Wednesday, June 7, 2017

Chinese restaurant in the works for former Surma Books & Music space on 7th Street



Surma Books & Music closed last summer at 11 E. Seventh St. near Cooper Square after 98 years in business.

Third-generation owner Markian Surmach cited a decline in business and the expense of property tax and other charges related to owning the building. Public records show that the Surmach family sold the property to Icon Realty for $5.75 million.

Since last September, Icon had been listing the space — "perfect for restaurant, bar, clothing store ..." — at $17,000 per month.

According to a liquor license application (beer-wine) posted on the CB3 website, a Chinese restaurant going by Le Xia will be opening in the space.

The paperwork shows proposed daily hours of 11:30 a.m. to 11 p.m. with seating for 48 people (via 21 tables). There isn't much more information on the application (PDF here), such as the previous experience of the principal (listed as Tianye Chen).

Given the method of operation and the owner's agreement to CB3 stipulations, this applicant will not be appearing before the CB3-SLA committee meeting on Monday night.

11 comments:

Anonymous said...

wow, 17 G's per month and that folks is just the rent. I assume this will a more upscale restaurant and the owners are not thinking of selling drunk food for the McSorley's patrons. Thank you Icon for making it impossible for mom and pop to open a business and making your newly gut renovated buildings a new form of transient housing for millennials.

Giovanni said...

Coming soon McSorley's Biscuits. Drunk. Drunker. Drunkest. Passed out.

Anonymous said...

Everyone whines about mom and pop stores disappearing but no one buys stuff there anymore. Most people buy crap online and then complain their neighborhood is turning into transient housing for millenials. Blame the city for that for continually increasing property taxes and water and sewer goes up 11% every year like clockwork. Throw in a few rent controlled and stabilized tenants and how do you think a mom and pop landlord can survive? Eventually they throw in the towel like Mr. Surmach did and you get the Icon Realties scooping everythign up. The city, and the people who don't frequent neighborhood mom and pop stores are to blame.

blue glass said...

anon 9:24
are you assuming that Icon is a mom and pop landlord when you state: "Throw in a few rent controlled and stabilized tenants and how do you think a mom and pop landlord can survive."?
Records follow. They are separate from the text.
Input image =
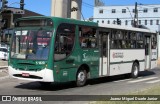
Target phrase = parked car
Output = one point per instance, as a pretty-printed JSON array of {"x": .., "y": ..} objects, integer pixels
[{"x": 4, "y": 53}]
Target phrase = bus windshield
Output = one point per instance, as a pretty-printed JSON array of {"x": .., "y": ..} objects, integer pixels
[{"x": 31, "y": 44}]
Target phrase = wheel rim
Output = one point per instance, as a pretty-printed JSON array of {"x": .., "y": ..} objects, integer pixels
[
  {"x": 81, "y": 76},
  {"x": 135, "y": 71}
]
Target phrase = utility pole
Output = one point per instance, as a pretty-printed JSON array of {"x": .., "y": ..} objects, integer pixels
[{"x": 136, "y": 16}]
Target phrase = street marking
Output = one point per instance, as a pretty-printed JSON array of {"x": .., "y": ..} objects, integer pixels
[
  {"x": 154, "y": 81},
  {"x": 140, "y": 80},
  {"x": 125, "y": 80}
]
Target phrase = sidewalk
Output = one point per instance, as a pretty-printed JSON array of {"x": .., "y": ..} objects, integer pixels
[{"x": 3, "y": 64}]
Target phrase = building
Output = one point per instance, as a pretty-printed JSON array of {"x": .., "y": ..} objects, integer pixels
[
  {"x": 7, "y": 22},
  {"x": 148, "y": 15}
]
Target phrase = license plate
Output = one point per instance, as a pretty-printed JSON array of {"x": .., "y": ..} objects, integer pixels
[{"x": 25, "y": 74}]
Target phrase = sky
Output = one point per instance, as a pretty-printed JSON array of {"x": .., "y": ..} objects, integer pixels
[{"x": 44, "y": 6}]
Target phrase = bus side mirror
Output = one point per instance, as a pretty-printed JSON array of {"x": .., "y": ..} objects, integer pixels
[{"x": 61, "y": 39}]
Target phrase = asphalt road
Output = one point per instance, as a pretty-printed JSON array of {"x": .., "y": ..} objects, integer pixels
[{"x": 117, "y": 85}]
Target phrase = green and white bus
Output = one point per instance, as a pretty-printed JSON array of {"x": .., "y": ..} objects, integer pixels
[{"x": 52, "y": 49}]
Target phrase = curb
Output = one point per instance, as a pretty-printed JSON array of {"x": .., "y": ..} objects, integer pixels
[{"x": 3, "y": 67}]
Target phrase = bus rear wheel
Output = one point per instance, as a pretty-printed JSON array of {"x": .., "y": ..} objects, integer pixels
[
  {"x": 135, "y": 70},
  {"x": 81, "y": 78}
]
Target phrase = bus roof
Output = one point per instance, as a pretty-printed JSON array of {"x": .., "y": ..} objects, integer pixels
[{"x": 113, "y": 26}]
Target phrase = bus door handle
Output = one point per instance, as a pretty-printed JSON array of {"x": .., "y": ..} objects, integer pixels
[{"x": 69, "y": 61}]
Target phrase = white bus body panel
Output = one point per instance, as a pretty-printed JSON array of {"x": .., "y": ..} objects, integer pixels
[{"x": 46, "y": 74}]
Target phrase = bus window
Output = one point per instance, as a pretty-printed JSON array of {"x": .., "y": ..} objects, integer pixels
[
  {"x": 64, "y": 41},
  {"x": 87, "y": 37}
]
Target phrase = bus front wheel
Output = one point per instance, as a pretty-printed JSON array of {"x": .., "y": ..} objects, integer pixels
[
  {"x": 81, "y": 78},
  {"x": 135, "y": 70}
]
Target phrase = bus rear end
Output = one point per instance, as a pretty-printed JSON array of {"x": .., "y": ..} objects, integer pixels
[{"x": 30, "y": 48}]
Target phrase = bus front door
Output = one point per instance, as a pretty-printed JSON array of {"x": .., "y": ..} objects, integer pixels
[
  {"x": 103, "y": 41},
  {"x": 147, "y": 52}
]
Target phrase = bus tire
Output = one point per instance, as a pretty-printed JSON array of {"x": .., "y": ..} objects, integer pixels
[
  {"x": 135, "y": 70},
  {"x": 45, "y": 84},
  {"x": 81, "y": 78}
]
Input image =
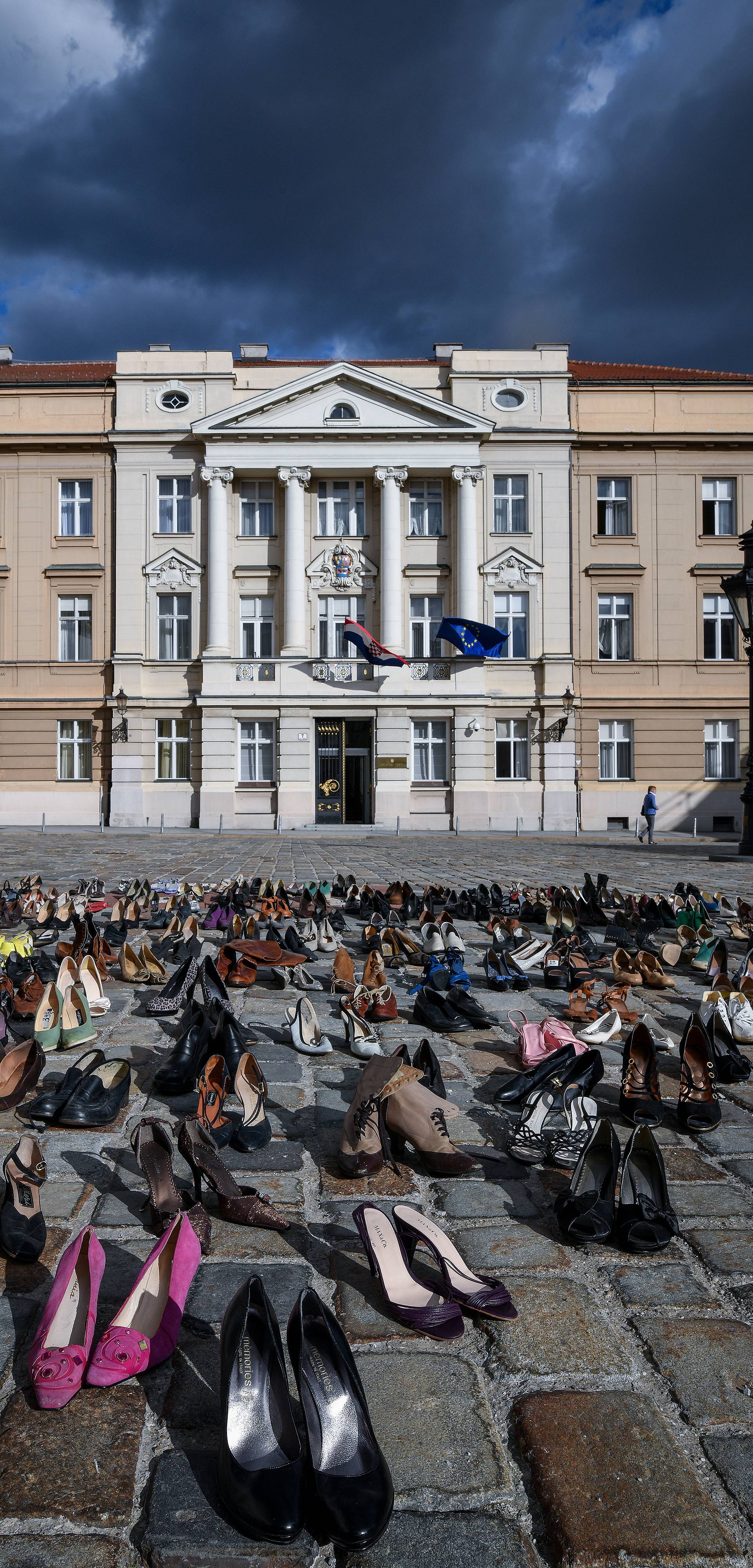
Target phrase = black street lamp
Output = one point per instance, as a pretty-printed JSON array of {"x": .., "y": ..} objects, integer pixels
[{"x": 740, "y": 592}]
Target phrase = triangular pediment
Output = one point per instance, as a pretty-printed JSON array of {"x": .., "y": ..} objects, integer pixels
[{"x": 379, "y": 404}]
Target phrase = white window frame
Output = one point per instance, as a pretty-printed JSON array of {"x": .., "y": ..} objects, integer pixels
[
  {"x": 713, "y": 498},
  {"x": 335, "y": 617},
  {"x": 169, "y": 744},
  {"x": 79, "y": 741},
  {"x": 511, "y": 490},
  {"x": 256, "y": 509},
  {"x": 614, "y": 736},
  {"x": 434, "y": 744},
  {"x": 608, "y": 496},
  {"x": 512, "y": 612},
  {"x": 258, "y": 615},
  {"x": 721, "y": 736},
  {"x": 336, "y": 498},
  {"x": 170, "y": 503},
  {"x": 84, "y": 496},
  {"x": 424, "y": 498},
  {"x": 255, "y": 749},
  {"x": 79, "y": 619},
  {"x": 423, "y": 622},
  {"x": 716, "y": 615},
  {"x": 173, "y": 619},
  {"x": 611, "y": 617},
  {"x": 514, "y": 735}
]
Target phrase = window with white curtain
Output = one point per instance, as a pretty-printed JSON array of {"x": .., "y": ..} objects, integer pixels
[
  {"x": 427, "y": 507},
  {"x": 175, "y": 506},
  {"x": 75, "y": 749},
  {"x": 426, "y": 615},
  {"x": 511, "y": 504},
  {"x": 333, "y": 612},
  {"x": 719, "y": 507},
  {"x": 258, "y": 509},
  {"x": 175, "y": 623},
  {"x": 719, "y": 637},
  {"x": 173, "y": 749},
  {"x": 512, "y": 617},
  {"x": 256, "y": 628},
  {"x": 616, "y": 749},
  {"x": 256, "y": 747},
  {"x": 75, "y": 630},
  {"x": 616, "y": 625},
  {"x": 512, "y": 749},
  {"x": 721, "y": 747},
  {"x": 614, "y": 507},
  {"x": 431, "y": 750},
  {"x": 76, "y": 515},
  {"x": 341, "y": 507}
]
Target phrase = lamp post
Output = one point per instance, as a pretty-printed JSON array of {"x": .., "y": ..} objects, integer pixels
[{"x": 740, "y": 592}]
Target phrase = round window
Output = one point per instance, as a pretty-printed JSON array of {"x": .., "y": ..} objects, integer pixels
[
  {"x": 175, "y": 399},
  {"x": 509, "y": 397}
]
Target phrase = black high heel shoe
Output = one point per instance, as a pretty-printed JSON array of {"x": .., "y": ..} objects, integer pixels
[
  {"x": 587, "y": 1211},
  {"x": 349, "y": 1478},
  {"x": 261, "y": 1472},
  {"x": 646, "y": 1219}
]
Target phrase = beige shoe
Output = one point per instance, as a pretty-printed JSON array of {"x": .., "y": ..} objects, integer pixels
[{"x": 365, "y": 1139}]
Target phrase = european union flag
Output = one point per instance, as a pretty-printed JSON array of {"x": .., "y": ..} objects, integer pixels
[{"x": 473, "y": 637}]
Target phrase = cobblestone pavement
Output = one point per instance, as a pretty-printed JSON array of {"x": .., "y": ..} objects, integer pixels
[{"x": 614, "y": 1417}]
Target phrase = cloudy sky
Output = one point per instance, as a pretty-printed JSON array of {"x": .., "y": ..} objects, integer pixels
[{"x": 369, "y": 176}]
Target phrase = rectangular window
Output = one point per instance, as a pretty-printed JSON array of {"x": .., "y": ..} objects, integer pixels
[
  {"x": 616, "y": 750},
  {"x": 256, "y": 628},
  {"x": 512, "y": 617},
  {"x": 333, "y": 612},
  {"x": 431, "y": 750},
  {"x": 616, "y": 625},
  {"x": 511, "y": 504},
  {"x": 426, "y": 615},
  {"x": 173, "y": 749},
  {"x": 175, "y": 507},
  {"x": 719, "y": 637},
  {"x": 614, "y": 507},
  {"x": 75, "y": 630},
  {"x": 341, "y": 507},
  {"x": 256, "y": 753},
  {"x": 258, "y": 509},
  {"x": 75, "y": 749},
  {"x": 512, "y": 749},
  {"x": 721, "y": 746},
  {"x": 719, "y": 507},
  {"x": 427, "y": 507},
  {"x": 175, "y": 617},
  {"x": 76, "y": 507}
]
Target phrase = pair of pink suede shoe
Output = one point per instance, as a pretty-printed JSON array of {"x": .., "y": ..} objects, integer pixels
[
  {"x": 537, "y": 1042},
  {"x": 140, "y": 1337}
]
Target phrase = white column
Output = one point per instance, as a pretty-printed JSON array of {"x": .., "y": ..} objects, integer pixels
[
  {"x": 391, "y": 562},
  {"x": 468, "y": 543},
  {"x": 296, "y": 482},
  {"x": 219, "y": 625}
]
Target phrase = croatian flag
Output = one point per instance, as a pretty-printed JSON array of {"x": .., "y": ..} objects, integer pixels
[{"x": 368, "y": 645}]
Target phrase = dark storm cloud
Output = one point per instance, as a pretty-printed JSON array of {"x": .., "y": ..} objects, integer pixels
[{"x": 365, "y": 180}]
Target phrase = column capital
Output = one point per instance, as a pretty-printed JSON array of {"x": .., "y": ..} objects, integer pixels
[
  {"x": 382, "y": 476},
  {"x": 468, "y": 474},
  {"x": 225, "y": 476},
  {"x": 288, "y": 476}
]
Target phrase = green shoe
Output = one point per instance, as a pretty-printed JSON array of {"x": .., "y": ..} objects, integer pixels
[{"x": 76, "y": 1020}]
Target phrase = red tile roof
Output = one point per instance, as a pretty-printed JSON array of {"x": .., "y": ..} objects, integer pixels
[
  {"x": 60, "y": 372},
  {"x": 603, "y": 371}
]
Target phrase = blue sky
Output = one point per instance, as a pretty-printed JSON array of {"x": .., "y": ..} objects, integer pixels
[{"x": 366, "y": 180}]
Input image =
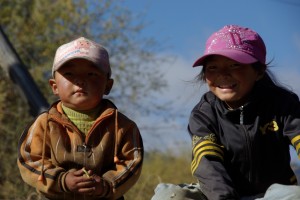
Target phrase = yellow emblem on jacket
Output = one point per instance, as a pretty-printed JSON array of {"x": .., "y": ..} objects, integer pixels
[{"x": 271, "y": 126}]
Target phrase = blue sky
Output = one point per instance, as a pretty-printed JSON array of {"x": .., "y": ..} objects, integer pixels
[{"x": 182, "y": 27}]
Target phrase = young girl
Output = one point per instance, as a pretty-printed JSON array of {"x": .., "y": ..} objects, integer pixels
[{"x": 242, "y": 128}]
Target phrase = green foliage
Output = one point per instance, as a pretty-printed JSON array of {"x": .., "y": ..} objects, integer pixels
[{"x": 161, "y": 168}]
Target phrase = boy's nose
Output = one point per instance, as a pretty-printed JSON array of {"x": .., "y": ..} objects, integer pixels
[{"x": 80, "y": 81}]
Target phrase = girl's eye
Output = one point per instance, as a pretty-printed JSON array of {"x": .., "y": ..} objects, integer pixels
[
  {"x": 67, "y": 73},
  {"x": 235, "y": 66},
  {"x": 92, "y": 74},
  {"x": 211, "y": 67}
]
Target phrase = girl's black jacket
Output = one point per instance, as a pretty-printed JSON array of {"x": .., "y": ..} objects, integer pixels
[{"x": 242, "y": 152}]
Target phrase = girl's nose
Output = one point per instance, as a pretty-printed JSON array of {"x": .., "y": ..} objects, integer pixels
[{"x": 79, "y": 81}]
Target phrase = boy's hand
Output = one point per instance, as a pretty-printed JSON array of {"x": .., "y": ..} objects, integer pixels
[{"x": 80, "y": 182}]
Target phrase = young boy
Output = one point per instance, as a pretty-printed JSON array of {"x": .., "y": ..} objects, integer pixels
[{"x": 82, "y": 147}]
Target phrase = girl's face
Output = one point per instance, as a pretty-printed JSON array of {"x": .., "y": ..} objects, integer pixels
[
  {"x": 80, "y": 85},
  {"x": 229, "y": 80}
]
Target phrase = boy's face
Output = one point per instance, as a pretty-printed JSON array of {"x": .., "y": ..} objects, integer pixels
[
  {"x": 229, "y": 80},
  {"x": 80, "y": 85}
]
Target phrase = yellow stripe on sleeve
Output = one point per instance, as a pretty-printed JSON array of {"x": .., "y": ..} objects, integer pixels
[{"x": 295, "y": 139}]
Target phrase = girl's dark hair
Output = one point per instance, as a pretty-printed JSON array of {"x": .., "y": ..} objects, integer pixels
[{"x": 268, "y": 79}]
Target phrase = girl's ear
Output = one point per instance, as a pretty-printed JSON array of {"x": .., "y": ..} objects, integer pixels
[
  {"x": 261, "y": 72},
  {"x": 53, "y": 86},
  {"x": 109, "y": 85}
]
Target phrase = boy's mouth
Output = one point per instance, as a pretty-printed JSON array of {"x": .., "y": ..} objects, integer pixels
[{"x": 231, "y": 86}]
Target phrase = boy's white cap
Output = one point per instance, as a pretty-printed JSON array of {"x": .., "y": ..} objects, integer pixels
[{"x": 82, "y": 48}]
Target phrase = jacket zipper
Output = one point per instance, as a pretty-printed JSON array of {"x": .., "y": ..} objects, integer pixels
[{"x": 247, "y": 141}]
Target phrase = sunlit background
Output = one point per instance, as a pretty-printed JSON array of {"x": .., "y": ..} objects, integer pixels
[{"x": 182, "y": 27}]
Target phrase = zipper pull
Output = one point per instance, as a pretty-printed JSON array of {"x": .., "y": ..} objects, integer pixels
[{"x": 242, "y": 115}]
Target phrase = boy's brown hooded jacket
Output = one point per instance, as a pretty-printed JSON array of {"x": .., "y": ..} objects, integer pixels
[{"x": 52, "y": 146}]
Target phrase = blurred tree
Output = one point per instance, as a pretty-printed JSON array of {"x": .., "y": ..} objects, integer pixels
[{"x": 36, "y": 28}]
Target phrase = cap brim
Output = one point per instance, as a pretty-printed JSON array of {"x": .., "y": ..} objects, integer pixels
[{"x": 237, "y": 56}]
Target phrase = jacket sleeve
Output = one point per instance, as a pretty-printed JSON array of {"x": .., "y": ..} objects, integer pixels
[
  {"x": 128, "y": 163},
  {"x": 34, "y": 159},
  {"x": 208, "y": 155}
]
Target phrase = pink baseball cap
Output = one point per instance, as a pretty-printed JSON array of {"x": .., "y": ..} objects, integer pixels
[
  {"x": 82, "y": 48},
  {"x": 237, "y": 43}
]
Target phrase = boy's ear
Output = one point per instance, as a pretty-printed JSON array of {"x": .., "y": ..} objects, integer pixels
[
  {"x": 109, "y": 85},
  {"x": 53, "y": 85}
]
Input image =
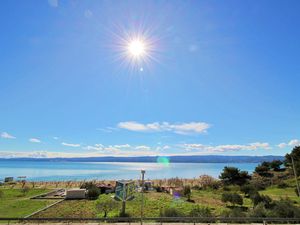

and do you really think that rent controlled and stabilized tenants are like a plague to be removed? that they are the cause of the astounding rents (commercial and residential)?
and do you truly believe that to combat this blatant greed is to remove the tenants that have been the glue of the neighborhood, folks that have roots here, want to stay here, shop here in the few stores they can still afford

rubygirl said...

Written like a landlord or developer.

Anonymous said...

Thank you @10:48am; well said!

And yes, @12:57pm, that was likely written by a landlord/developer.

Anonymous said...

Blue glass - I was pretty clear about mom and pop landlords who often owned the mom and pop stores (ie Surma) are being forced to sell to the Icons. And rent control was meant for soldiers returning from WWII not their grandchildren and their grandchildren's children in perpetuity. I know plently of people in the neighborhood that make $150k and still have a rent controlled apt.

While I have no desire to see long time tenants leave I am merely stating why mom and pop landlords are almost all gone and it is the greedy Icons who will force the long time tenants out. Everything has unintended consequences.

Anonymous said...

"Unintended consequences" but not unforeseeable ones, unless you're in the mass of sanctimonious whiners who think spouting the shibboleths du jour means something.

Anonymous said...

It's called "cashing out" while real estate market is high. The previous owners probably live in the suburbs on New Jersey. Let's face it East Village was a dump for decades and now it's sort of trendy due to the our governments policy to print money and eventually even so called bad neighborhoods get flooded with it.

Anonymous said...

Please don't think this is a dumb question, but why would a mom and pop landlord be forced to sell to an Icon like company? I guess if you could spell it out more. what are you inferring?

Anonymous said...

"Everyone whines about mom and pop stores disappearing but no one buys stuff there anymore."

You speak for yourself. Plenty of us support mom & pops and specifically go out of our way to do so.

"I know plenty of people in the neighborhood that make $150k and still have a rent controlled apt."

I see this type of comment all the time with nothing to back it up. Show me these people. And it's not rent controlled, it's stabilized. The people who keep making this argument seem not to know the difference. Without rent stabilization, there would be no more middle class, which is exactly where we're headed.